Although the current research confirms the existence of a strong genetic component, this research is also clear that genetic and environmental factors will interact dynamically to affect the course of the disorder. Results from a recent paper of this study are consistent with the existence of "environmental" factors that have a role in the development of BPD.
Treatment of these disorders involves a wide variety of styles and procedures including CBT, psychodynamic therapy, group therapy and family therapy amongst others. In some instances the patient may have to wait for appointments on varying lists, for example, six months to three years.
In order to assess the effectiveness of a treatment for BPD, careful documentation of both improvement and persistence throughout treatment is essential. If individuals with borderline personality disorder are not benefiting as a result of treatment, further investigation is necessary to diagnose whether BPD does not have an underlying cause. Further research is warranted especially investigating the causal relationships, if any, between borderline personality disorder and depression or substance use disorder.
There is a remarkably low incidence of borderline personality disorder, even within the most severely maltreated adult sample of the US. Results from a recent paper challenge the pervasive view that borderline personality disorder is a common disorder.
Significant symptoms are common in this disorder, but the severity of these symptoms varies. Individuals with borderline personality disorder often experience extreme emotion, interpersonal and relationship problems, substance misuse and other symptoms that vary in the degree to which they are present. A diagnosis of BPD cannot be made from symptoms alone. BPD cannot be considered as a pure personality disorder (PD) either and it is important to remember that BPD can exist in a person that doesn’t have the symptom list of PD. Those individuals with BPD have a significantly lower quality of life than those in the general population. There are some clinical features that can help make the diagnosis.
The diagnostic criteria of borderline personality disorder were not supported by self-report data. This may in part, reflect the rarity or "sociability" nature of borderline personality disorder and the nonrepresentative samples that have been utilized thus far. Further research of borderline personality disorder would benefit from a broader range of sample descriptors than those who currently meet the criteria.
Clinicians should consider referral to clinical trial sites for research. In contrast to clinical trials for psychotic disorders and mood disorders, such sites should not simply expect clinical remission, sustained reduction of illness or an improvement in quality of life, but should attempt to identify biological correlates and biological mechanisms.
In general, our findings suggest that transference is typically treated through (unconditional commitment of the client to a nonjudgmental clinician of sufficient interpersonal skill and interpersonal sensitivity when dealing with the client in his or her capacity as a mental figure and a physical body), and in this light, such nonjudgmental interpersonal skills and interpersonal sensitivity are likely to include the ability to elicit and respond to countertransference (i.e., to experience the countertransference of other people, without being overly identified with them).
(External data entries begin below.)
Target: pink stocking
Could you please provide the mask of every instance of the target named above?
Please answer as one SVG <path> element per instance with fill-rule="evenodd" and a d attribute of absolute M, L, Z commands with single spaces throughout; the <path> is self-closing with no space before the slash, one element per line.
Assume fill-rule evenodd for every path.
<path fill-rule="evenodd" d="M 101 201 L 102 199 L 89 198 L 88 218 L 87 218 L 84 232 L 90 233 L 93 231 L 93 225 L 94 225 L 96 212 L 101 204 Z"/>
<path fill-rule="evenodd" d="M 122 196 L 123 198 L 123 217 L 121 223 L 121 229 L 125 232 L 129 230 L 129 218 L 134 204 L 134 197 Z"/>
We also report findings suggesting that, in particular, transference typically involves at least three aspects of countertransference.
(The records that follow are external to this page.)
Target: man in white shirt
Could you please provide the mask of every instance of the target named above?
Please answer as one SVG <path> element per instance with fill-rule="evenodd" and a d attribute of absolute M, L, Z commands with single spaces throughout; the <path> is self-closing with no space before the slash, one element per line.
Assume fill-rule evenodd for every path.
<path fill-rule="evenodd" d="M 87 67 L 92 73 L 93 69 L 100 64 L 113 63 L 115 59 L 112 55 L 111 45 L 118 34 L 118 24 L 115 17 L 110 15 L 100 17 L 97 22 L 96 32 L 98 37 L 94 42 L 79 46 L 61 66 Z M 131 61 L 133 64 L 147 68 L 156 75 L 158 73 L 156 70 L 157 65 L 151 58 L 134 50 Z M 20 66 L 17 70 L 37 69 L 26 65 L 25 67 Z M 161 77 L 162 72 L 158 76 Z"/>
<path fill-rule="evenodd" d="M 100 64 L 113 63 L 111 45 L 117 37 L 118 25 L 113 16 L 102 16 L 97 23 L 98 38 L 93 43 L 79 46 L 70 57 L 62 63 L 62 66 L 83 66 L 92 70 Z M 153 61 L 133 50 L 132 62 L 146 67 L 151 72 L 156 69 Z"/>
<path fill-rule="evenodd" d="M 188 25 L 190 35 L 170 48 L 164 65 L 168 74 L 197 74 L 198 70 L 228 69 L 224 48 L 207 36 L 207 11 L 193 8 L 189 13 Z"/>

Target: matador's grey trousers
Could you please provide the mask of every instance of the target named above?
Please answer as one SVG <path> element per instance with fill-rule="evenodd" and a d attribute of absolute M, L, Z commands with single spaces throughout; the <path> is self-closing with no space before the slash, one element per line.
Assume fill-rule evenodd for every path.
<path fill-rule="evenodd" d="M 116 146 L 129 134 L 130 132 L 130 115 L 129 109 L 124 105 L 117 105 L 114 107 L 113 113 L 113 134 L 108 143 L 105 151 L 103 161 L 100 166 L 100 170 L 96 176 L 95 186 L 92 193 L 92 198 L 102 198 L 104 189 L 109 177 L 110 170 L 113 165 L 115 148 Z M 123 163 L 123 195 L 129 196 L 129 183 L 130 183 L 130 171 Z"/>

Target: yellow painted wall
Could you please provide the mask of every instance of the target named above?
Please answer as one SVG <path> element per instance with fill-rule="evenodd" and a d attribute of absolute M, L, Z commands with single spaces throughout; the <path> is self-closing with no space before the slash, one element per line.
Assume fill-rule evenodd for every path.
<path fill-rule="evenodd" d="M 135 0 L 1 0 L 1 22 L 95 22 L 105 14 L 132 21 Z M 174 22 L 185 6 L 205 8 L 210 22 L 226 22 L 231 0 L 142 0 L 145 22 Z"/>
Our research confirms that there is no clinical evidence from controlled research that TFP is effective in treating BPD. The lack of evidence (as per "research findings" section) leads to the suggestion that TF-R may be the "best fit" within existing frameworks for the treatment for the BPD.
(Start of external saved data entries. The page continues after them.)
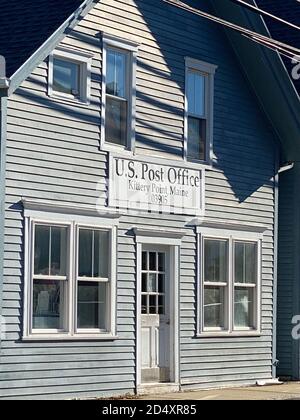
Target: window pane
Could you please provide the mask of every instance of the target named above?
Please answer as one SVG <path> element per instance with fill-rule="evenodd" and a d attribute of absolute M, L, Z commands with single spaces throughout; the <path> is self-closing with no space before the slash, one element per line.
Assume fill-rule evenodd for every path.
<path fill-rule="evenodd" d="M 79 277 L 108 278 L 109 233 L 100 230 L 79 231 Z"/>
<path fill-rule="evenodd" d="M 205 287 L 205 328 L 224 328 L 224 307 L 224 287 Z"/>
<path fill-rule="evenodd" d="M 156 314 L 157 313 L 157 296 L 149 296 L 149 313 Z"/>
<path fill-rule="evenodd" d="M 148 270 L 148 252 L 142 252 L 142 270 Z"/>
<path fill-rule="evenodd" d="M 206 120 L 188 118 L 187 154 L 192 159 L 205 159 Z"/>
<path fill-rule="evenodd" d="M 126 54 L 107 51 L 106 93 L 126 97 Z"/>
<path fill-rule="evenodd" d="M 195 71 L 188 73 L 188 113 L 205 116 L 205 76 Z"/>
<path fill-rule="evenodd" d="M 142 273 L 142 292 L 147 293 L 148 292 L 148 274 Z"/>
<path fill-rule="evenodd" d="M 34 274 L 49 276 L 50 274 L 50 226 L 35 226 L 34 236 Z"/>
<path fill-rule="evenodd" d="M 158 293 L 165 292 L 165 275 L 159 274 L 158 275 Z"/>
<path fill-rule="evenodd" d="M 204 281 L 227 282 L 227 241 L 205 239 Z"/>
<path fill-rule="evenodd" d="M 93 231 L 80 229 L 79 231 L 79 277 L 93 277 Z"/>
<path fill-rule="evenodd" d="M 64 281 L 34 280 L 33 329 L 63 329 Z"/>
<path fill-rule="evenodd" d="M 78 282 L 79 329 L 106 329 L 106 287 L 106 283 Z"/>
<path fill-rule="evenodd" d="M 235 283 L 256 284 L 257 244 L 235 242 Z"/>
<path fill-rule="evenodd" d="M 234 326 L 254 327 L 254 289 L 235 288 L 234 290 Z"/>
<path fill-rule="evenodd" d="M 108 278 L 109 233 L 96 230 L 94 235 L 94 277 Z"/>
<path fill-rule="evenodd" d="M 142 295 L 142 314 L 148 313 L 147 299 L 148 296 Z"/>
<path fill-rule="evenodd" d="M 67 228 L 51 227 L 50 275 L 66 275 Z"/>
<path fill-rule="evenodd" d="M 165 254 L 158 253 L 158 271 L 165 271 Z"/>
<path fill-rule="evenodd" d="M 156 252 L 149 253 L 149 270 L 150 271 L 157 271 L 156 255 L 157 255 Z"/>
<path fill-rule="evenodd" d="M 53 90 L 79 95 L 80 66 L 71 61 L 54 58 L 53 60 Z"/>
<path fill-rule="evenodd" d="M 163 315 L 165 313 L 165 297 L 158 296 L 158 313 Z"/>
<path fill-rule="evenodd" d="M 109 143 L 126 145 L 127 102 L 106 98 L 105 139 Z"/>
<path fill-rule="evenodd" d="M 187 80 L 187 101 L 188 101 L 188 113 L 195 113 L 195 73 L 188 73 Z"/>
<path fill-rule="evenodd" d="M 35 226 L 35 275 L 66 275 L 67 232 L 66 227 Z"/>
<path fill-rule="evenodd" d="M 148 292 L 156 292 L 156 274 L 148 274 Z"/>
The common transference effects of TFPT are very similar to those of psychoanalysis. Since the theoretical underpinnings of TFPT are the same as of psychoanalysis, the difference in its conceptual focus seems to lie in its therapeutic use. We are using TFPT with individuals prone to the development of a severe depressive episode rather than for the treatment of depression itself. This therapeutic use tends to create a more superficial transference effect with TFPT compared to psychoanalytic treatment. This, too, appears to be a common phenomenon because of the similar conceptual foundations of the two psychotherapies.
This paper introduces the application of attachment interventions into TFPD fp as a technique of transference modification. The authors conclude that clinical and scientific evidence support our contention that transference-focused psychotherapy for therapeutic use can be applied more broadly outside a clinical context as a form of attachment intervention for transference modification.
The findings do not support a primary deficit in emotion regulation as a cause of BPD. They also reveal that there is a significant difference between individuals with BPD and those with a comorbid bipolar spectrum disorder in an evaluation of BPD diagnostic features as well as other indicators reflecting personality and emotional functioning. This may have implications for the conceptualization of BPD. Although the sample size was small, the findings were consistent within an internal comparison group, suggesting that BPD is likely in some way hereditary or genetic. Implications can include a possible connection between BPD and certain bipolar spectrum disorders.